解決策はCustom Cache Handlerを実装し、Redisのような中央ストアを使用することです。すべてのインスタンスが同じキャッシュを共有し、一括無効化が可能になります。

共有キャッシュなしで各インスタンスが独立してローカルキャッシュを運用する構造
共有キャッシュなしで各インスタンスが独立してローカルキャッシュを運用する構造

上図のように、共有キャッシュがなければInstance A、B、Cはそれぞれ独立してバックエンドにリクエストし、ローカルに保存します。Aでキャッシュを無効化しても、B、Cには依然として古いデータが残る構造です。

この問題を解決するには、インスタンス間にRedisを配置し、Pub/Sub方式でrevalidateイベントを発行 → 各インスタンスが購読して一括キャッシュ無効化する形が理想的です。ただし、Redisインフラの追加、Pub/Sub購読管理、障害時のフォールバック処理など運用の複雑性が上がるトレードオフがあります。現在の環境では、この複雑性を受け入れるよりも、TTLベースで十分に防御可能な範囲で運用しています。

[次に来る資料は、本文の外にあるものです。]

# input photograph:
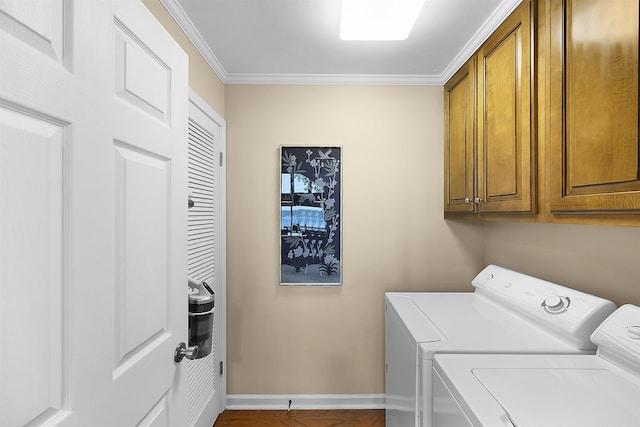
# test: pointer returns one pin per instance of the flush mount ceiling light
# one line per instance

直接制御すべき領域 2:Full Route Cache

Data Cacheが「データの断片」をキャッシュするなら、Full Route Cacheは「ページレンダリング結果物(HTML + RSC Payload)」全体をサーバーディスクに保存します。Pages Router時代のSSGが進化した形態です。

SSGとの違い

RSC Payloadの存在:HTMLだけでなくReact Server Component Payloadも一緒にキャッシュします。クライアントでリンク遷移時、ページ全体をロードせずにこのペイロードだけを受け取り、スムーズな部分レンダリングを実行します。

PPRとの連携:ページ全体を静的に固める必要はありません。変化しないレイアウトシェルだけをキャッシュし、ユーザーのカートのような動的領域だけをリクエスト時に差し込みます。

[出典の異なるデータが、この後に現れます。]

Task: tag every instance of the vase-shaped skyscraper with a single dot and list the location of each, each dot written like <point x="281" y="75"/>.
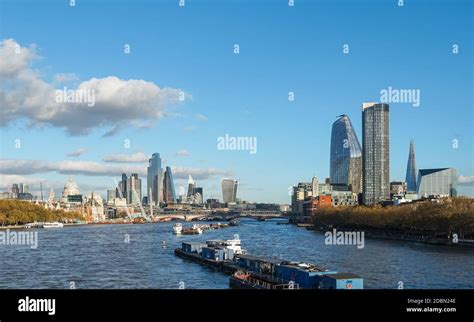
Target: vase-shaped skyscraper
<point x="346" y="155"/>
<point x="411" y="169"/>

Data Cacheとの連動:Data CacheがrevalidateTagで無効化されると、そのデータを参照していたFull Route Cacheもサーバー上で即座に再ビルドされます。

Full Route Cacheが崩れる瞬間(Auto Opt-out)

Next.jsはビルド時に可能な限り多くのページを静的にレンダリングしてFull Route Cacheに格納しようとします。しかし、開発者のコード1行がこのキャッシュを静かに無効化することがあります。

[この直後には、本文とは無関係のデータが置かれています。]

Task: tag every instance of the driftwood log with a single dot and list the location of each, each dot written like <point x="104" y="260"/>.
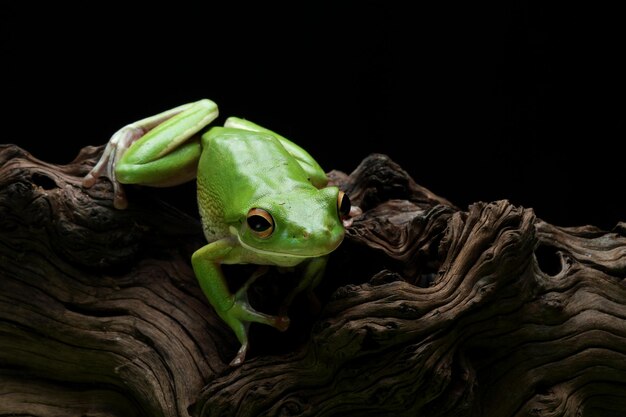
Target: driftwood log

Dynamic API使用の罠:ページコンポーネントや子コンポーネントのどこかでcookies()headers()を呼び出したり、searchParams propを読み取った瞬間、Next.jsは「このページはリクエストごとにデータが変わる」と判断し、Full Route Cacheを放棄します。

動的ルートでのParams未定義:App Routerの動的ルート(app/posts/[id]/page.tsx)でgenerateStaticParamsを宣言しない場合、デフォルトでリクエスト時に動的レンダリングされます。

コードレビューが必須な理由:静的に高速ビルドされていたページが、同僚が追加した「現在のログインユーザーのCookie確認」ロジック1つでキャッシュが崩れる—これは実務で頻繁に起こります。「このランディングページは必ず静的キャッシュを使う」という合意があるなら、レビュー過程でDynamic APIが混入していないか追跡する必要があります。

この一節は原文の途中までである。